High Rates Mean More Bankruptcies

09 Mar

High Rates Mean More Bankruptcies

Think of this as a bank shot.  You hit the cue ball into another ball that bounces off the rail and goes into the pocket.  

Fed interest rate policy will drive an increase in bankruptcies, corporate and personal.  But banking off the rail, its subsequent effect is that it will drive people to gold.  

Let us explain.

Led by US monetary policy and the money manipulators at the Federal Reserve, the entire world became dependent on artificially low-interest rates.  But the era of interest rate suppression is over – at least for now. 

Chairman Jerome Powell was explicit in congressional testimony this past week that the Fed would drive interest rates higher than expected in its battle against inflation.  “We will stay the course until the job is done,” he said.  But the higher interest rates have their own knock-on effect:  

Bankruptcies!

Last month ZeroHedge reported on a January spike in large corporate bankruptcies (defined as those with $50 million or more in liabilities): “In the first month of the year, the number of US bankruptcies topped 20, the highest in any other January dating back to 2010,” it said.

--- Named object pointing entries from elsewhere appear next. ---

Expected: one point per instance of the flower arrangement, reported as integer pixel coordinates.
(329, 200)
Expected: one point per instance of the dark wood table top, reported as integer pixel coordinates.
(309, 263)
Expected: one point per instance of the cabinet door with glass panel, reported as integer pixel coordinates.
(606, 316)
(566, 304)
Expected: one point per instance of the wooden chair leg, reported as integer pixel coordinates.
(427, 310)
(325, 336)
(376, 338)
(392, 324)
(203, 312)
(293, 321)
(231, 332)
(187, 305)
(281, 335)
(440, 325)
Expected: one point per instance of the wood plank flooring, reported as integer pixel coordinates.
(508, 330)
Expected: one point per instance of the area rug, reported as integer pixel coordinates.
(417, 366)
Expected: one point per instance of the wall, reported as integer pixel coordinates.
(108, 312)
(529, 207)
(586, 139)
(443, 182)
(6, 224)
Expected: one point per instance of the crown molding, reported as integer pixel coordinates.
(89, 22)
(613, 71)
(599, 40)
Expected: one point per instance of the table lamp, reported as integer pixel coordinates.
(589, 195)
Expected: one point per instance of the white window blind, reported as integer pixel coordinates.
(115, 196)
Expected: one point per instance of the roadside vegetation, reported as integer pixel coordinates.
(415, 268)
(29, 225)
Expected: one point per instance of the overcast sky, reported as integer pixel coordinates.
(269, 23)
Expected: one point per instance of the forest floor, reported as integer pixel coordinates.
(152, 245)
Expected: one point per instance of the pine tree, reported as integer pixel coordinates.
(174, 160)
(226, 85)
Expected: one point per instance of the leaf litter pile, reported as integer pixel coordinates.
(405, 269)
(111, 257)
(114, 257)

Unfortunately, January wasn’t a one-off, says ZeroHedge.  “According to Bloomberg data, one month later – as of the end of February – no less than 39 large companies had filed for bankruptcy in the US so far this year, as February’s pace matches that of January; the YTD total represents the fastest pace of companies filing for bankruptcy since the immediate aftermath of the global financial crisis in 2009.”

That’s not all.  The number of Americans filing Chapters 7, 11, and 13 bankruptcies in January rocketed up 20 percent from a year earlier.  Along that line, we are republishing a chart from last week about rising credit card delinquencies.

At some point, troubles become apparent among banks themselves.  Most recently, Silvergate, a federally insured bank deep into banking Sam Bankman-Fried’s crypto enterprises, has filed a notice of doubts about its “ability to continue as a going concern.” 

Credit Suisse, the global investment bank headquartered in Switzerland, is also a train wreck.

Some major banks are setting aside reserves for the rocky road ahead, but higher rates are like termites eating away at the entire industry.  We presume many financial institutions have mismatched portfolios (since they almost always do), which means they have borrowed short-term money but have made long-term loans.  Now they must pay higher rates in the next round of borrowing that we’re not part of their plan. 

When these problems begin to cascade, to spill over from one bank to another, our troubles really begin.  Things quickly get out of control.  A rising number of bankruptcies and consumer debt delinquencies are a sign that that day is getting closer.  

You will be very glad that you own gold and silver on that day.